Predictions for Neutrinoless Double-Beta Decay in the 3+1 Sterile Neutrino Scenario

TL;DR

This paper predicts the effective Majorana mass for neutrinoless double-beta decay in both standard three-neutrino and 3+1 sterile neutrino scenarios, highlighting differences and potential for experimental distinction.

Contribution

It provides accurate predictions of $|m_{\beta\beta}|$ considering uncertainties and introduces a simple method to find the minimum value in N-neutrino mixing scenarios.

Findings

Predictions for $|m_{\beta\beta}|$ differ significantly between 3ν and 3+1 scenarios.

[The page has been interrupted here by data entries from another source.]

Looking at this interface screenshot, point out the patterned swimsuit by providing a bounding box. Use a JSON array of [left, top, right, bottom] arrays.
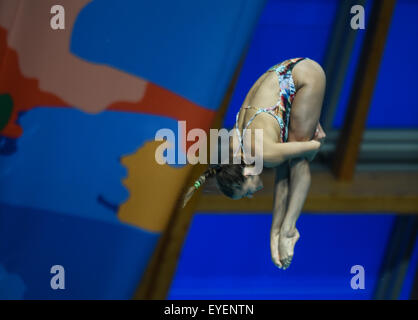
[[234, 57, 307, 156]]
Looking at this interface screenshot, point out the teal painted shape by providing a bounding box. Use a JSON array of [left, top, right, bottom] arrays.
[[0, 107, 185, 222], [0, 203, 159, 299]]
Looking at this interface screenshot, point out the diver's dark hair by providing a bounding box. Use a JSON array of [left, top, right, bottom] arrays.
[[182, 163, 245, 207], [214, 163, 246, 198]]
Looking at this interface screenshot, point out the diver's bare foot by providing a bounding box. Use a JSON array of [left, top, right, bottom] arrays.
[[279, 227, 300, 270], [270, 228, 283, 269]]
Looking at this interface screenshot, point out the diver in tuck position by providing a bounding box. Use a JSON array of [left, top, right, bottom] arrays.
[[183, 58, 326, 270]]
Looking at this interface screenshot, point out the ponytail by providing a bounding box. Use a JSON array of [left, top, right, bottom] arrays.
[[182, 165, 221, 208]]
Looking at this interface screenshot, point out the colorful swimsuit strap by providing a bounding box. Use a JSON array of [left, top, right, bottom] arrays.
[[268, 57, 307, 74], [234, 106, 283, 157]]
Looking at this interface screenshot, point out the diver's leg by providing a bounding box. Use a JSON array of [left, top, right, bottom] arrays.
[[278, 60, 326, 269], [270, 161, 290, 268], [278, 158, 308, 269]]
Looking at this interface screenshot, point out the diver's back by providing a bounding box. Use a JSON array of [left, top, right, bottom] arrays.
[[245, 70, 280, 111], [235, 69, 282, 142]]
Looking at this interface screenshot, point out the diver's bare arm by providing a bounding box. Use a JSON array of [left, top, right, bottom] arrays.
[[263, 140, 320, 165]]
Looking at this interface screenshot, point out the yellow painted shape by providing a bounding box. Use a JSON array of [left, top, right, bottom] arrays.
[[118, 140, 191, 233]]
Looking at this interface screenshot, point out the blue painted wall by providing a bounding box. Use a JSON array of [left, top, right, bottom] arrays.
[[169, 212, 396, 299]]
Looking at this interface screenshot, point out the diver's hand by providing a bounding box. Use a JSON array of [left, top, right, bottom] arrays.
[[304, 140, 321, 162], [306, 123, 326, 162], [314, 122, 326, 143]]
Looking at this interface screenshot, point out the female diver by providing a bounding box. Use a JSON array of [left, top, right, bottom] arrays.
[[183, 57, 326, 270]]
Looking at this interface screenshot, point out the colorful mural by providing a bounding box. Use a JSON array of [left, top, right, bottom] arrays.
[[0, 0, 265, 298]]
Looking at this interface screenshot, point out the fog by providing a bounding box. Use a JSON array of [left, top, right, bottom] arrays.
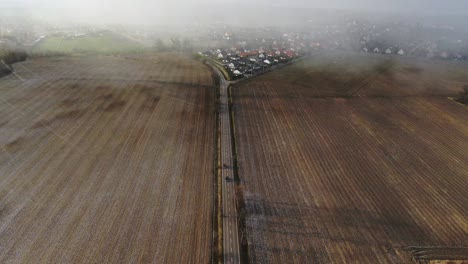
[[2, 0, 468, 26], [2, 0, 468, 63]]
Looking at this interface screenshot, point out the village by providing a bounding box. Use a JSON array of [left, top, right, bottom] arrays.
[[198, 18, 468, 80], [3, 12, 468, 65], [200, 17, 468, 69], [199, 44, 300, 79]]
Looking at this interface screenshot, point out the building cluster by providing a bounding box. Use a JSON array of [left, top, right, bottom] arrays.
[[307, 20, 468, 60], [200, 45, 299, 78], [0, 24, 45, 50], [0, 17, 106, 51], [204, 20, 468, 61], [351, 21, 468, 60]]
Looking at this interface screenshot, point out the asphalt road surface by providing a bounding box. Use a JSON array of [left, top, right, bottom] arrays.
[[209, 63, 241, 264]]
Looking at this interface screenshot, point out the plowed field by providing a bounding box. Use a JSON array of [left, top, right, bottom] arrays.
[[0, 54, 216, 263], [233, 56, 468, 263]]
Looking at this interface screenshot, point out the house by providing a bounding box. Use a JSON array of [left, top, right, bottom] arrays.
[[385, 48, 392, 54], [363, 47, 369, 53], [397, 49, 405, 55], [263, 59, 271, 65], [218, 53, 224, 59], [228, 63, 236, 69], [373, 48, 380, 53], [240, 50, 258, 58], [233, 70, 242, 76], [440, 51, 449, 59], [427, 50, 434, 58], [284, 50, 296, 58]]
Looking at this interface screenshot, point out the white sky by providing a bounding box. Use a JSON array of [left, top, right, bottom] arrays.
[[5, 0, 467, 11], [1, 0, 467, 25], [3, 0, 468, 11]]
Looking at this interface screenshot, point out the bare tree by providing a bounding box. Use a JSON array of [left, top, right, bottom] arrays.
[[153, 39, 168, 52], [170, 37, 181, 51], [456, 85, 468, 105], [182, 38, 192, 54]]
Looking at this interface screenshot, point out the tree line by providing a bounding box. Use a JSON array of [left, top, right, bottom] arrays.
[[0, 50, 28, 78], [1, 50, 28, 65]]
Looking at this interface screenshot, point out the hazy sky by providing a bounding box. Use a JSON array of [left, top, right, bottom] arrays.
[[4, 0, 468, 11], [2, 0, 468, 25]]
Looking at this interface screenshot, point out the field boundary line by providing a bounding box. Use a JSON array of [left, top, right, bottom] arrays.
[[227, 84, 249, 264], [447, 97, 467, 108], [212, 70, 223, 264]]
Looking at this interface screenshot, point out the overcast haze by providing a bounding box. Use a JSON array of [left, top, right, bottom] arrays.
[[4, 0, 468, 11], [1, 0, 468, 25]]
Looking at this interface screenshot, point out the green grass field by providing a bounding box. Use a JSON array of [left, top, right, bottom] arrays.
[[32, 31, 144, 54]]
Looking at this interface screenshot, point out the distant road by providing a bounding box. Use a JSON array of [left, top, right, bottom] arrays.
[[208, 62, 241, 264]]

Future experiments can distinguish between the two scenarios if the mass ordering is known.

A simple method is proposed to determine the minimum $|m_{\beta\beta}|$ in N-neutrino mixing.

Abstract

We present accurate predictions of the effective Majorana mass $|m_{\beta\beta}|$ in neutrinoless double-$\beta$ decay in the standard case of $3\nu$ mixing and in the case of 3+1 neutrino mixing indicated by the reactor, Gallium and LSND anomalies. We have taken into account the uncertainties of the neutrino mixing parameters determined by oscillation experiments. It is shown that the predictions for $|m_{\beta\beta}|$ in the cases of $3\nu$ and 3+1 mixing are quite different, in agreement with previous discussions in the literature, and that future measurements of neutrinoless double-$\beta$ decay and of the effective light neutrino mass in $\beta$ decay or the total mass of the three lightest neutrinos in cosmological experiments may distinguish the $3\nu$ and 3+1 cases if the mass ordering is determined by oscillation experiments. We also present a relatively simple method to determine the minimum value of $|m_{\beta\beta}|$ in the general case of $N$-neutrino mixing.